Boil water, sugar and zest. Add limoncello and melted gelatin; mix well and strain. Freeze and cut into desired shapes.

Lemon Crémeux

Soak gelatin in cold water to soften, and drain. Beat eggs along with sugar, zest and lemon juice, and bring to boil; whisking constantly. Turn off heat and add gelatin. At 131ºF/55ºC, throw in butter and blend well. Let cool, fill up silicon shapes and freeze.

Lime Parfait

Soak gelatin in cold water to soften, and drain. Whip heavy cream to medium-firm peaks; chill. Cook sugar and water to 250ºF/121ºC. Beat yolks and pour in hot syrup in thin stream; continue beating on high speed until cool. Add lemon juice and zests, and melted gelatin. Add whipped cream. Fill up some small spheric silicon shapes and freeze. Use leftover to make larger sizes for backup desserts if desired.

Raspberry Coulis

Cook raspberry with a tablespoons of corn syrup and sugar to taste. Add lemon juice, blend and sieve. Keep refrigerate for up to a week. It can be stored in the freezer for weeks.

Kumquat Semi-Confit

Slice a few kumquats and lemonquats, remove seeds and cook in limoncello and sugar until reduced by half; about 10 min. Do not over cook. Chill.

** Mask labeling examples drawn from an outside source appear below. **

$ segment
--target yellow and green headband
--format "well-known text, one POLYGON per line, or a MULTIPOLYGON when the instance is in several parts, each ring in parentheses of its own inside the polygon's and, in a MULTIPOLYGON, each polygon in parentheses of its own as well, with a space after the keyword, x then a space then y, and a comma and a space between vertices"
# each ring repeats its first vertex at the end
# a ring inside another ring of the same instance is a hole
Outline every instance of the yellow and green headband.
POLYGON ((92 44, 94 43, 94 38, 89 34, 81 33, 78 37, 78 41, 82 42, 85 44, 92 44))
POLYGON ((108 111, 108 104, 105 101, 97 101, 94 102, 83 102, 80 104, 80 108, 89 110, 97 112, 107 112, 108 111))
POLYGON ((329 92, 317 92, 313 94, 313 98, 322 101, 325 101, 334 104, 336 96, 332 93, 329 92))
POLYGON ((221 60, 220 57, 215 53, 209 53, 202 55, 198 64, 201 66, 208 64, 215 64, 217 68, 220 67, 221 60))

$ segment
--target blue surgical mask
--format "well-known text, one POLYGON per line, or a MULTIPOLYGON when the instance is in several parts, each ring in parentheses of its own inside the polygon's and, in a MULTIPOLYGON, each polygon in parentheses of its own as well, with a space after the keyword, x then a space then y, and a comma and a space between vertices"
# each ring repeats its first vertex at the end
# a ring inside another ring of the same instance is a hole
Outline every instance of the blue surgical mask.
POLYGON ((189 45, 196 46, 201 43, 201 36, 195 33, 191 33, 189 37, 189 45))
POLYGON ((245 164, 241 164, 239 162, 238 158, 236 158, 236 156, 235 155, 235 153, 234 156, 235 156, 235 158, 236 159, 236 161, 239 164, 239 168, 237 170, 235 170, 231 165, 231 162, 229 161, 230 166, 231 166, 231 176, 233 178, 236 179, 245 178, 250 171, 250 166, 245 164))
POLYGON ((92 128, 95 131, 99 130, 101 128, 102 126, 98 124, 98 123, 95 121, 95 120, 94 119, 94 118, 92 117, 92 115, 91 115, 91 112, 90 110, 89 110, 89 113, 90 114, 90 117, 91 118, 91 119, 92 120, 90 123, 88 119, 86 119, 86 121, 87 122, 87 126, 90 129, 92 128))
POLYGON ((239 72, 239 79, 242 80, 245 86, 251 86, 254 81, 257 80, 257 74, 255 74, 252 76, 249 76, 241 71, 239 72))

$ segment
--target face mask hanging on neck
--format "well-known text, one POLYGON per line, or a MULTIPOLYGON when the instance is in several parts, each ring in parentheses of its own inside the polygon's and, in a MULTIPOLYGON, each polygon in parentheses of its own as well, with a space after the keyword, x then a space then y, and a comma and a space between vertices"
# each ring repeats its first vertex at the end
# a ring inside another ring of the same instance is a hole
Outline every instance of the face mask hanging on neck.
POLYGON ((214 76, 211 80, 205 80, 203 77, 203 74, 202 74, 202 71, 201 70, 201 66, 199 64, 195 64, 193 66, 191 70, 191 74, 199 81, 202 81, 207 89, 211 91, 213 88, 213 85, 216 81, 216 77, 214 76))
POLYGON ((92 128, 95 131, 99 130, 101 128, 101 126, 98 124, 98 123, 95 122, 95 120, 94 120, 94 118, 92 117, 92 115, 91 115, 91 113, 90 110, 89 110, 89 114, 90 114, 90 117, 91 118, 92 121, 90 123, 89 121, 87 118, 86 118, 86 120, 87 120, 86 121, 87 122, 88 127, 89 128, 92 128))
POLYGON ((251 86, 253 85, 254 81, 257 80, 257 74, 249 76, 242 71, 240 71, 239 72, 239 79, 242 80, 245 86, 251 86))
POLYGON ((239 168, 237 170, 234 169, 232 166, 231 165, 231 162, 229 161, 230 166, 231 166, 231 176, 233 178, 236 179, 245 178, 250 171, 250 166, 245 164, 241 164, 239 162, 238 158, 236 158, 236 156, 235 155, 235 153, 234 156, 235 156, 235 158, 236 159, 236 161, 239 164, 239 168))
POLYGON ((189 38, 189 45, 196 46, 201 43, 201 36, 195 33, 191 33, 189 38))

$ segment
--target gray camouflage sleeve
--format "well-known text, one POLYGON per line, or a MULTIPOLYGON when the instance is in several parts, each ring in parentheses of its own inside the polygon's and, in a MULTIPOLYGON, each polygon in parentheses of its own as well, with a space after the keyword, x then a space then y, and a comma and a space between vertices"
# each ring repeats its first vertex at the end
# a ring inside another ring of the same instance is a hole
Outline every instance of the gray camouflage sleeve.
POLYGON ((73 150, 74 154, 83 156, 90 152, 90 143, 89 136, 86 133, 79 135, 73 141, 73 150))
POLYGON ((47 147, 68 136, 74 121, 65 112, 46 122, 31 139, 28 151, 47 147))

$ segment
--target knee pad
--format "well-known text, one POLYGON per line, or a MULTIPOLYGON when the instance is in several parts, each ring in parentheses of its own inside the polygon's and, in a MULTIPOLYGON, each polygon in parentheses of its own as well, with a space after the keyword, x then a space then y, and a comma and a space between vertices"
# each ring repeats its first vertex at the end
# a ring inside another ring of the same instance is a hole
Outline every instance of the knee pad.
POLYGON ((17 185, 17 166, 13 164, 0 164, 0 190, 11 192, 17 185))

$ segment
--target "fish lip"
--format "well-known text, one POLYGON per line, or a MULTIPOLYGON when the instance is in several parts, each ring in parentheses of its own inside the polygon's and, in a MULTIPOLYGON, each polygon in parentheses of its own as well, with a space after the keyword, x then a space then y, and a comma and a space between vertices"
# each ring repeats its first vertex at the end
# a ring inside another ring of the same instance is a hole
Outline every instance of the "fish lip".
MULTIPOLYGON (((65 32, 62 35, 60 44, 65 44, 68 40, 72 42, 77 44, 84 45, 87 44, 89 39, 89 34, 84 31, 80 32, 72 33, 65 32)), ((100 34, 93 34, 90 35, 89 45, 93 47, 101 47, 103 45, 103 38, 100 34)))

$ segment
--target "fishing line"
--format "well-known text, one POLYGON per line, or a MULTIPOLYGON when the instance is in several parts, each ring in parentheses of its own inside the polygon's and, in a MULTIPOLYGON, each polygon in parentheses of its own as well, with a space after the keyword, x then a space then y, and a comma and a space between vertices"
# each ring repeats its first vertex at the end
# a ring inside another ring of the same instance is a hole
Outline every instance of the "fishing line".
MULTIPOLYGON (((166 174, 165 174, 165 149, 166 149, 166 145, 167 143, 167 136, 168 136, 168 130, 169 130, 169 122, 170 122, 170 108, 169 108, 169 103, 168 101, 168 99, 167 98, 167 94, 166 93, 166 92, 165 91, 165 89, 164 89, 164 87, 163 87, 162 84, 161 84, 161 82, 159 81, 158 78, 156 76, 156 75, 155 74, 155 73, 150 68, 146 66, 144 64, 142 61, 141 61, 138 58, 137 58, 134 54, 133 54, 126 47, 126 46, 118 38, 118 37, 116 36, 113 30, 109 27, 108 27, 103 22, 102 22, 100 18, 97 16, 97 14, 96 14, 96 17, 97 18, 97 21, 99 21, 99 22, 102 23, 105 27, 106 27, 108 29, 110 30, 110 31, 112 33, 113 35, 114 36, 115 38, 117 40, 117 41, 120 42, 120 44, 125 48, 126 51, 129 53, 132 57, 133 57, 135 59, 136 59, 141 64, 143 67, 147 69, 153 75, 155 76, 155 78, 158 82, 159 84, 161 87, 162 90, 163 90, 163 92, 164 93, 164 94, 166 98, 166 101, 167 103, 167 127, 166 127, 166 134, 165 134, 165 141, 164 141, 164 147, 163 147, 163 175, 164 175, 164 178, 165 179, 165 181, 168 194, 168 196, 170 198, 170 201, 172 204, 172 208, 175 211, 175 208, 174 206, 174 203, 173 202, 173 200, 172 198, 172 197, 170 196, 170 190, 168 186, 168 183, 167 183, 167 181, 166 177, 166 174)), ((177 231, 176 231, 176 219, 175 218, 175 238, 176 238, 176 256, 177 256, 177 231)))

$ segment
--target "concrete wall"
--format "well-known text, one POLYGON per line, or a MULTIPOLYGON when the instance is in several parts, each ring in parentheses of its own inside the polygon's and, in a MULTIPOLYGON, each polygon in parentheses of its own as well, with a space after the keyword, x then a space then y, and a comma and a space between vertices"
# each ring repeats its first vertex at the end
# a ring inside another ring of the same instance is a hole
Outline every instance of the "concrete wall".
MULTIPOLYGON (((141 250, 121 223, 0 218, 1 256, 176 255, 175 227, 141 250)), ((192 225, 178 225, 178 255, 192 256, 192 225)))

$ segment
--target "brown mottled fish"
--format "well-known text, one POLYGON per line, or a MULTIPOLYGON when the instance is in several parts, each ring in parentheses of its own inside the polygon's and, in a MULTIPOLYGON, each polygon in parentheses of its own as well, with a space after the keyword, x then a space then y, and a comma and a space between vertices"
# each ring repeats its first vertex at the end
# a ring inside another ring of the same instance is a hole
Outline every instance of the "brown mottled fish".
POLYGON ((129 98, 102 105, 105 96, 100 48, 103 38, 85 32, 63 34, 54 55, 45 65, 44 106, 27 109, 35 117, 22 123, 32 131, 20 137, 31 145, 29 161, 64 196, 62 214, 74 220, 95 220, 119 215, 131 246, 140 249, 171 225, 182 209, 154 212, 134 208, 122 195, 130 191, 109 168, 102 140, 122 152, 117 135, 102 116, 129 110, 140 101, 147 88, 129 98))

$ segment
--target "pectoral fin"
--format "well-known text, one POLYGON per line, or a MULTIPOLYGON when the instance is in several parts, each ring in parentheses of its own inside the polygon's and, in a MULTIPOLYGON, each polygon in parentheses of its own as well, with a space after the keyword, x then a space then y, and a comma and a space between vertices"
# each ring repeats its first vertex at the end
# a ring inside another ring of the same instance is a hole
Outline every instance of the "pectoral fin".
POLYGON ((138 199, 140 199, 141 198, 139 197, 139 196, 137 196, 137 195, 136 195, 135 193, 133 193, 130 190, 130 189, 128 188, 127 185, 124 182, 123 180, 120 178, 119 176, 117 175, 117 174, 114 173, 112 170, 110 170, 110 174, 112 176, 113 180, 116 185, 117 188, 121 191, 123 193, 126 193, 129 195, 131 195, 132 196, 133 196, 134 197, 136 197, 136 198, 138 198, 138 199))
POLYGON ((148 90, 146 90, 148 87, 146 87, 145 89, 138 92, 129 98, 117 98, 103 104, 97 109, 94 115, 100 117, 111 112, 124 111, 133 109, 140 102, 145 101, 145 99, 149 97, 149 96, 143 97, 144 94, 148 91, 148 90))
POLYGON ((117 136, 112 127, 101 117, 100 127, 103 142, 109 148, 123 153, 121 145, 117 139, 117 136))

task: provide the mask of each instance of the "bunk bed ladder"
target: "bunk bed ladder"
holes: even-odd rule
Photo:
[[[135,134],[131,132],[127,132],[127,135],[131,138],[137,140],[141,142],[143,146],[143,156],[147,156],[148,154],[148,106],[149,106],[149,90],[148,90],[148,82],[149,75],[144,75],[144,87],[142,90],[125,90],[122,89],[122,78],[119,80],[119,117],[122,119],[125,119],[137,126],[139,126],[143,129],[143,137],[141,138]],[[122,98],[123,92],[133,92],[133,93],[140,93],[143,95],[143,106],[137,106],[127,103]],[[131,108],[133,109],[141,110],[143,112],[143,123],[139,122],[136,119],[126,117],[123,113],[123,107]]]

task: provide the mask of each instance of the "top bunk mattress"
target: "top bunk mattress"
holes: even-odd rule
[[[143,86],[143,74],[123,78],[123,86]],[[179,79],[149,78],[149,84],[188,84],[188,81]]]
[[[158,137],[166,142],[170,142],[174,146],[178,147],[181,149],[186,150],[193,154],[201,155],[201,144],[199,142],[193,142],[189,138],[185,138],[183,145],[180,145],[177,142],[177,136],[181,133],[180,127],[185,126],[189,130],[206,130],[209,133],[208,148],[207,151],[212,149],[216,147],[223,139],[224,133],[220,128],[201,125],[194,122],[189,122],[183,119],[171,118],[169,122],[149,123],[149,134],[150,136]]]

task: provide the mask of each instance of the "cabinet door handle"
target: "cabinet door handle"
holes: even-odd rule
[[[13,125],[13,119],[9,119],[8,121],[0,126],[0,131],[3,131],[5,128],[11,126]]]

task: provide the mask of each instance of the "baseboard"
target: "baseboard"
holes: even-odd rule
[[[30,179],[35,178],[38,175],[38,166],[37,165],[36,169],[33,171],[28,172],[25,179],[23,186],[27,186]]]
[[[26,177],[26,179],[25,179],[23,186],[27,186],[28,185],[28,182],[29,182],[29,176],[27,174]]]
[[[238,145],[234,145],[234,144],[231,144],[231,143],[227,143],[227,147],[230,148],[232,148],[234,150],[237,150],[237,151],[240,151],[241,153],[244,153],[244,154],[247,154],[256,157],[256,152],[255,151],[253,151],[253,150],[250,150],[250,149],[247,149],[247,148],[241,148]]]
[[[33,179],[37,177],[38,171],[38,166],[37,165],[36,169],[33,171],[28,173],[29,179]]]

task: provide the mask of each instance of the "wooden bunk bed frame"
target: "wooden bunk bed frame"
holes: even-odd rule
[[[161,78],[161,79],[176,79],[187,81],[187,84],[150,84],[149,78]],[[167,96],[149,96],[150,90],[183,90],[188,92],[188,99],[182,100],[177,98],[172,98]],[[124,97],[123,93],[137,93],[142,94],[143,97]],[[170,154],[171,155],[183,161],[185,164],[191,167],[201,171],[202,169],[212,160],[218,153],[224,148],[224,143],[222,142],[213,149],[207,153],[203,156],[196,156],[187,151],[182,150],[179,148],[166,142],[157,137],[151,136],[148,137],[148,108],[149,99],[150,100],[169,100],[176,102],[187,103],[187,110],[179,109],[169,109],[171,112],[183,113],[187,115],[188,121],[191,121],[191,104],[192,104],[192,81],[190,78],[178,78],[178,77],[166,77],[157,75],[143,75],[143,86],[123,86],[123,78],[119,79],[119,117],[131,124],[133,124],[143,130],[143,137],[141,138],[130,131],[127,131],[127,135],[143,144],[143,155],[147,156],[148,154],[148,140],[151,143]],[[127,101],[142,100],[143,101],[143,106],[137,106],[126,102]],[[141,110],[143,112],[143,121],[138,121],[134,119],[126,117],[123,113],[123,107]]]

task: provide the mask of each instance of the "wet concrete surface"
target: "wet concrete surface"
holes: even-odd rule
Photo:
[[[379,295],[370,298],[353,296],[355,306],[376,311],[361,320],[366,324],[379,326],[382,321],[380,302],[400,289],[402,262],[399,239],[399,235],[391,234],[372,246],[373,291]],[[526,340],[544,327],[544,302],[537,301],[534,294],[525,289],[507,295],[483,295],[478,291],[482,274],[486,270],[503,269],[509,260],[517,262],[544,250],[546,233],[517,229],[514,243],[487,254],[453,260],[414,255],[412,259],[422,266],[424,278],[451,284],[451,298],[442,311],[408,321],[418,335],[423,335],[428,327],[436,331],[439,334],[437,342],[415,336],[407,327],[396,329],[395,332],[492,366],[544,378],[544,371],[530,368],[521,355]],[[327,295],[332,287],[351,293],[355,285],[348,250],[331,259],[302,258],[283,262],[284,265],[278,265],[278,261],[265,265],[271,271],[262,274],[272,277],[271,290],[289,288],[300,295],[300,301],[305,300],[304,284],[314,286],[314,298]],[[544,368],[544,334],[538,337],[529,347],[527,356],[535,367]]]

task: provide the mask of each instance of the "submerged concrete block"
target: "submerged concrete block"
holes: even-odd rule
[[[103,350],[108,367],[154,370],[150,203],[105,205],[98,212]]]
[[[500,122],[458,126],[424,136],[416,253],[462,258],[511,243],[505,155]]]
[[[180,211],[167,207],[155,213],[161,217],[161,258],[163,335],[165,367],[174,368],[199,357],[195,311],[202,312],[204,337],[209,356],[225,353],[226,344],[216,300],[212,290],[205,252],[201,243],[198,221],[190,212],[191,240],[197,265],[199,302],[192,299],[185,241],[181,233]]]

The art of plating begins now!..Draw a straight or half-moon line with the raspberry coulis. Place the frozen lemon crémeux first (it will soften quickly). Arrange fresh fruits neatly, pieces of fluffy sponge, jelly and the frozen parfait. Serve with a quenelle of raspberry sorbet. Enjoy!